From the San Francisco Chronicle
A prominent retired psychiatrist charged with molesting five former patients was released from jail Friday after posting bail that a San Mateo County judge had tripled earlier in the day.
More than three dozen men have accused Dr. William Ayres of molesting them as boys dating to 1969, and additional charges are likely, prosecutor Melissa McKowan said.
The 75-year-old Ayres, former head of the American Academy of Child and Adolescent Psychiatry, had been released from jail after his wife posted $250,000 bail Monday. On Friday, he returned to jail after a judge increased the bail to $750,000.
Ayers, arrested last week at his San Mateo home, removed his wristwatch, tie, suit jacket and wedding ring in a Redwood City courtroom and handed them to his wife before two bailiffs escorted him out. Ayres, who walks slowly and has a list of medical ailments, was allowed to keep his cane.
Still clutching her husband's belongings as she left the courtroom, Solveig Ayres walked quickly past a group of reporters.
"I can't say anything to you," she said. "I'm sorry."
Judge Carl Holm increased Ayres' bail Friday to $750,000 after prosecutors brought four new child molestation charges Thursday involving two more alleged victims. Ayres is now charged with molesting five boys from 1988 to 1996 when they were from 8 to 12 years old.
McKowan had sought to increase Ayres' bail to $1.8 million -- $100,000 for each of the 18 counts of lewd and lascivious acts with a child under 14 that he faces.
A sheriff's official at the County Jail said late Friday that Ayers had posted the increased bail and had been released.

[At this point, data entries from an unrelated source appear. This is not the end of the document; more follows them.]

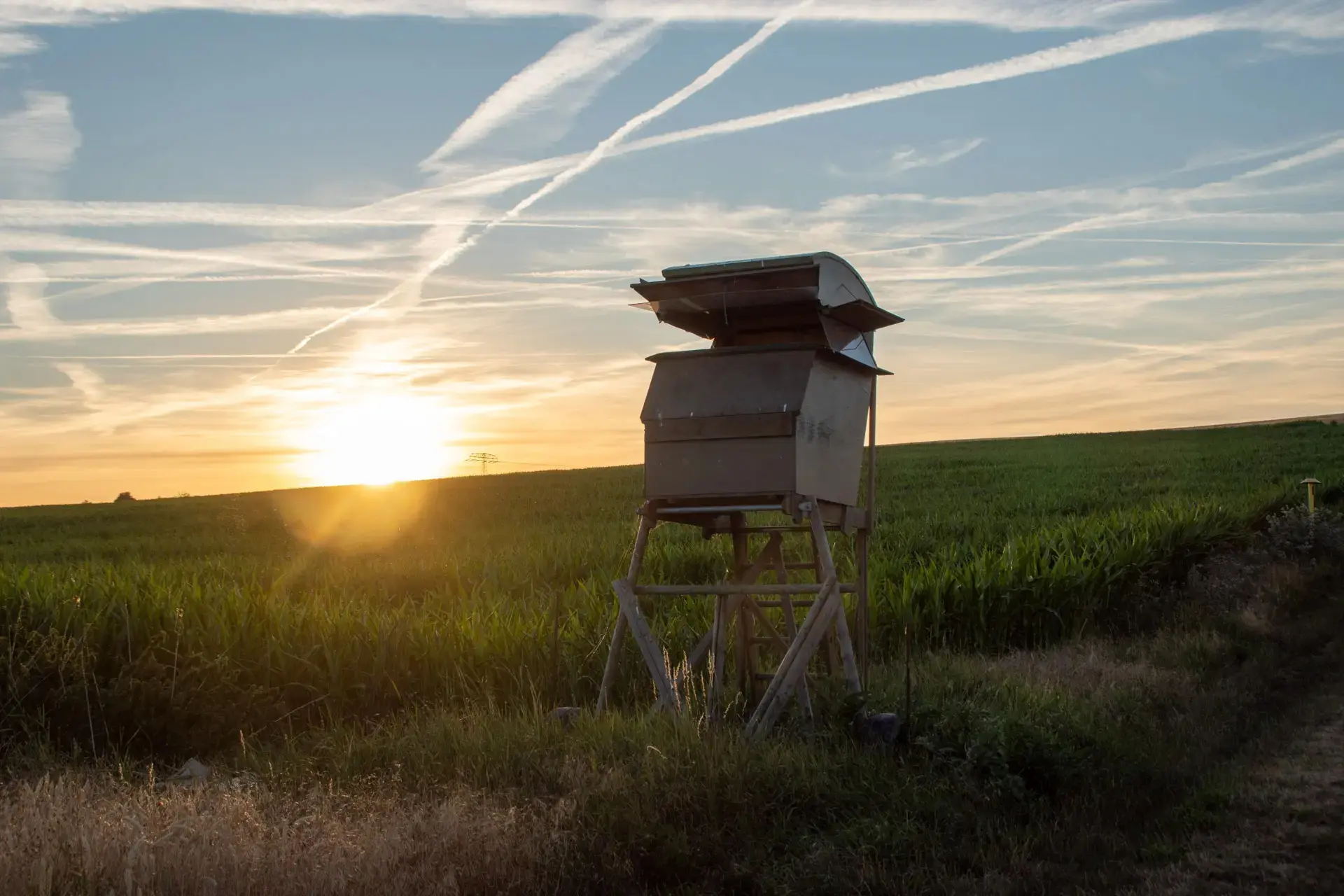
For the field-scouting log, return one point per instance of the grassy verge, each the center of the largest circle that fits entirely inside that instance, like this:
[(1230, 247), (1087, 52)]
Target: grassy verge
[(169, 628), (1053, 769)]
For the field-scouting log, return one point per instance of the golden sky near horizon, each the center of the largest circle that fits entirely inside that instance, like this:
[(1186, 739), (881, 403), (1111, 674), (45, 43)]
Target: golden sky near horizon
[(246, 250)]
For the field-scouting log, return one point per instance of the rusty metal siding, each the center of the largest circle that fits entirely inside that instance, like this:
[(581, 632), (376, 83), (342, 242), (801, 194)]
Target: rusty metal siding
[(714, 383), (831, 431), (715, 468)]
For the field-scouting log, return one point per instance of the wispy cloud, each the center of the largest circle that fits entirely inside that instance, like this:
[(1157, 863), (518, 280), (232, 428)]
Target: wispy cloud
[(409, 292), (558, 86), (36, 143), (17, 45), (26, 301), (1149, 213)]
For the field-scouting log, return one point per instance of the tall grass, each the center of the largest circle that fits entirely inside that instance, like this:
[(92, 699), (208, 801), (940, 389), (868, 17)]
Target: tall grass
[(190, 622)]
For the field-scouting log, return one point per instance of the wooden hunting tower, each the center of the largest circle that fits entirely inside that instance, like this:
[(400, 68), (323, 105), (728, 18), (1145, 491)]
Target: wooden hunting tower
[(769, 419)]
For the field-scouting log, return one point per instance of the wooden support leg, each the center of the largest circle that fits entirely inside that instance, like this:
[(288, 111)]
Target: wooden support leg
[(862, 603), (796, 660), (790, 628), (794, 664), (718, 653), (841, 629), (647, 644), (613, 657)]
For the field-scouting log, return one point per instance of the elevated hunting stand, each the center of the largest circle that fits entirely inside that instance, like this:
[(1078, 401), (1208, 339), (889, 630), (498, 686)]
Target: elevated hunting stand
[(769, 419)]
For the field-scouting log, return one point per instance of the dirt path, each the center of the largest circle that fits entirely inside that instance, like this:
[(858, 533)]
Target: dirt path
[(1287, 830)]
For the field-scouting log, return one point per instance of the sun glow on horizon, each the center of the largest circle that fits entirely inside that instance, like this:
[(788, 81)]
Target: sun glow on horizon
[(379, 440)]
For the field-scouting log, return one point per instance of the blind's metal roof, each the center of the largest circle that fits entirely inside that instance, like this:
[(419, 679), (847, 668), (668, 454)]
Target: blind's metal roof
[(777, 293)]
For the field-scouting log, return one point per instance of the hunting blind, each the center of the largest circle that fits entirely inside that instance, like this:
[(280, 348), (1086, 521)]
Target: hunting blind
[(771, 419)]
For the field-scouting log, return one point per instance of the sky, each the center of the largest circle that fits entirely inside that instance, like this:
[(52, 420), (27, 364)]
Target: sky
[(252, 245)]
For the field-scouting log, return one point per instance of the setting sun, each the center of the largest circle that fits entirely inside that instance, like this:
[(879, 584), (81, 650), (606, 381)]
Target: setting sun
[(378, 440)]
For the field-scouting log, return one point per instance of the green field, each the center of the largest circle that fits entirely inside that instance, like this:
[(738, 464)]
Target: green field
[(381, 664), (194, 620)]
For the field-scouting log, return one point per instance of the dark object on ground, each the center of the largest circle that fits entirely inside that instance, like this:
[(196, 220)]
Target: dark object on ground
[(878, 729), (565, 715)]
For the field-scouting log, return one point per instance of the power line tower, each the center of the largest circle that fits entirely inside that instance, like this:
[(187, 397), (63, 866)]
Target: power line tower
[(484, 460)]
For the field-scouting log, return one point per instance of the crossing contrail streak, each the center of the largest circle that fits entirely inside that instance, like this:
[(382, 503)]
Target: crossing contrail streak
[(410, 289)]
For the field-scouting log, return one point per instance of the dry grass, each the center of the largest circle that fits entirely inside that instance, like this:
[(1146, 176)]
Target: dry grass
[(81, 833), (1288, 830)]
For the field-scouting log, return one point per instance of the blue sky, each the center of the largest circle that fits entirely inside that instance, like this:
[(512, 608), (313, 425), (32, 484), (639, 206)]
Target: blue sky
[(223, 226)]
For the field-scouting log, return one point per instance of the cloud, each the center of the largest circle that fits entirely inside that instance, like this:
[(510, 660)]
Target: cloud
[(1175, 199), (17, 45), (1015, 15), (36, 143), (409, 292), (909, 159), (27, 302), (558, 85)]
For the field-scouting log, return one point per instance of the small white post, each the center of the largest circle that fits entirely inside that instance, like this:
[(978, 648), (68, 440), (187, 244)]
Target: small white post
[(1310, 495)]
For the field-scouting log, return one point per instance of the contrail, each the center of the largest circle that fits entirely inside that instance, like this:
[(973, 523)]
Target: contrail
[(410, 289), (597, 54), (1140, 216), (1062, 57)]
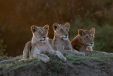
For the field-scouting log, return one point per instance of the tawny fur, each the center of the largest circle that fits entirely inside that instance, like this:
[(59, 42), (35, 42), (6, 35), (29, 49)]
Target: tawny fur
[(39, 45), (61, 40), (84, 41)]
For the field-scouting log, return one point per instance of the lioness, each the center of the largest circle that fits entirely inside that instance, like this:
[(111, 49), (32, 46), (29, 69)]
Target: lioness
[(84, 41), (39, 45)]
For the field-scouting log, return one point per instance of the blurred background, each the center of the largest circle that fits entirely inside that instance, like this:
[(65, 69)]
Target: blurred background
[(16, 17)]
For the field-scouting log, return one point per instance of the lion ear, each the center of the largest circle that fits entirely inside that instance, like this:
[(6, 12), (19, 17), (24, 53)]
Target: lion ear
[(92, 30), (67, 24), (46, 27), (33, 28), (55, 26), (81, 32)]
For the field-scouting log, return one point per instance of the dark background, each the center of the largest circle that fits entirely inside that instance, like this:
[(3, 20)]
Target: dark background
[(16, 17)]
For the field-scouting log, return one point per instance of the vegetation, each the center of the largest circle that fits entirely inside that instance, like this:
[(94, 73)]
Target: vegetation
[(16, 20)]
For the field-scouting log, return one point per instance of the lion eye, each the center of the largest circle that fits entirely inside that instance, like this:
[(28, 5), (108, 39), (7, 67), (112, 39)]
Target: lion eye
[(86, 36)]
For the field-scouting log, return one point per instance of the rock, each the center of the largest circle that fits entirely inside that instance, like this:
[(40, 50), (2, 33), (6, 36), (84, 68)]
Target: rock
[(95, 64)]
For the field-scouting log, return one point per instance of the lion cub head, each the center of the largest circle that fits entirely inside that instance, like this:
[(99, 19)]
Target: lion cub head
[(87, 38), (61, 30), (40, 33)]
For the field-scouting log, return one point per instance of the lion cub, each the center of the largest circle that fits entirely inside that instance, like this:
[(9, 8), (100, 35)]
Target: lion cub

Philip Barnett, a defense attorney who appeared with Ayres on Friday but will not take on the case because he has represented one of the alleged victims, said Ayres was not a flight risk or a danger to the public.
"If he was going to flee, he would've fled," Barnett said. "The fact is, he's in poor health."
Holm called the charges "very serious" but noted that Ayres is elderly, has no criminal record, is now barred from seeing patients and has no grandchildren or other apparent means to come in contact with young boys.
"I don't see that as likely anymore," Holm said of the possibility that Ayres poses a risk to the public. .
Outside court, McKowan called the bail increase "appropriate."
Prosecutors contend that Ayres, who received scores of patient referrals from the county's juvenile justice system, used his position to victimize vulnerable and troubled boys, knowing they would be hesitant to come forward and probably wouldn't be believed if they did.
At least 37 men have accused Ayres of molesting them as boys, but the bulk of those allegations fall outside the state's statute of limitations, McKowan said.
California law requires that molestation charges be brought before the accuser turns 29 or that the alleged crime occurred after Jan. 1, 1988.